Tuesday, May 31, 2022

Chien-Shiung Wu

Chien-Shiung Wu was born in China in 1912 and died in 1997. Wu was a Chinese-American particle and experimental physicist who contributed to the fields of nuclear and particle physics. She worked on the Manhattan Project and helped develop the process for separating uranium into uranium-235 and uranium-238. Wu won the Wolf Prize in Physics in 1978. She was nicknamed the “First Lady of Physics”, the “Chinese Madame Curie” and the “Queen of Nuclear Research.”

When she was growing up, she would listen to the radio rather than play outside like the other children. Before she learned to read, she would listen to her father read from scientific journals. When she was 10, she went to a boarding school that introduced science subjects. She competed for teacher training which did not charge for room and board or tuition and guaranteed a job after graduation. She ranked ninth out of 10,000 applicants. She went to the National Central University after graduating. She ended up teaching in a public school in Shanghai.

Wu felt that her background and training did not sufficiently prepare her for majoring in science so she began a habit of self-study. Her father encouraged her and bought her books which gave her confidence to major in mathematics. She first majored in math at the National Central University but then transferred to physics. After she graduated, she did graduate-level studies in physics and worked at Zhejiang University. Later she became a researcher at the Institute of Physics of the Academia Sinica. Her supervisor encouraged her to earn her Ph.D. at the University of Michigan. So, she left for the United States in 1936 and she never saw her parents again.

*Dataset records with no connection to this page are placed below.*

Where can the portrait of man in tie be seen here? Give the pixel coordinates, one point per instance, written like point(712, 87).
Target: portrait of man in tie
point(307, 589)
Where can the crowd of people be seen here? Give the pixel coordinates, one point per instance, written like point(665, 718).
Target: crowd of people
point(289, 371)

Wu ended up going to the University of California, Berkley after finding out how sexist the University of Michigan was. She met physicist Luke Chia-Liu Yuan there who introduced her to the head of the physics department. He offered Wu a place in the graduate school even though the year had already begun. She applied for a scholarship at the end of the year but was offered a readership with a lower stiped. Yuan got a scholarship at Caltech. Wu presented her thesis in 1940 and was her first work with beta decay. She was elected to Phi Beta Kappa, the US academic honor society.

She couldn’t get a faculty position at a university so she stayed at the Radiation Lab as a post-doctoral fellow. She hope to go back to China and help rebuild it but then World War II began.

Wu and Yuan were married in 1942 but none of their families were there. They moved to the east coast where Wu worked as an assistant professor at Smith College and Yuan worked on radar for RCA. Wu was frustrated at her job because she had no opportunities for research so she accepted a job at Princeton University. She was the first female faculty member in the physics department where she taught officers of the navy.

In 1944, Wu joined the Manhattan Project’s Substitute Alloy Materials Laboratories at Columbia University. Later, she had a bigger role in the project but she rarely ever opened up about her involvement in building the bomb.

After WWII, communication with China was restored but they were in the middle of a civil war. She would not go back to China for years. She had a son in 1947 who also grew up to be a physicist like his parents. After the communists came to power, her father urged her not to return to China. She became a US citizen in 1954. Her older brother died in 1958, her father in 1959, and her mother in 1962 but she was not permitted to attend their funerals. Eventually, she visited China and Taiwan several times after 1973.

She suffered a stroke and died in 1997. Her ashes were buried in the courtyard of the Ming De School that was founded by her father.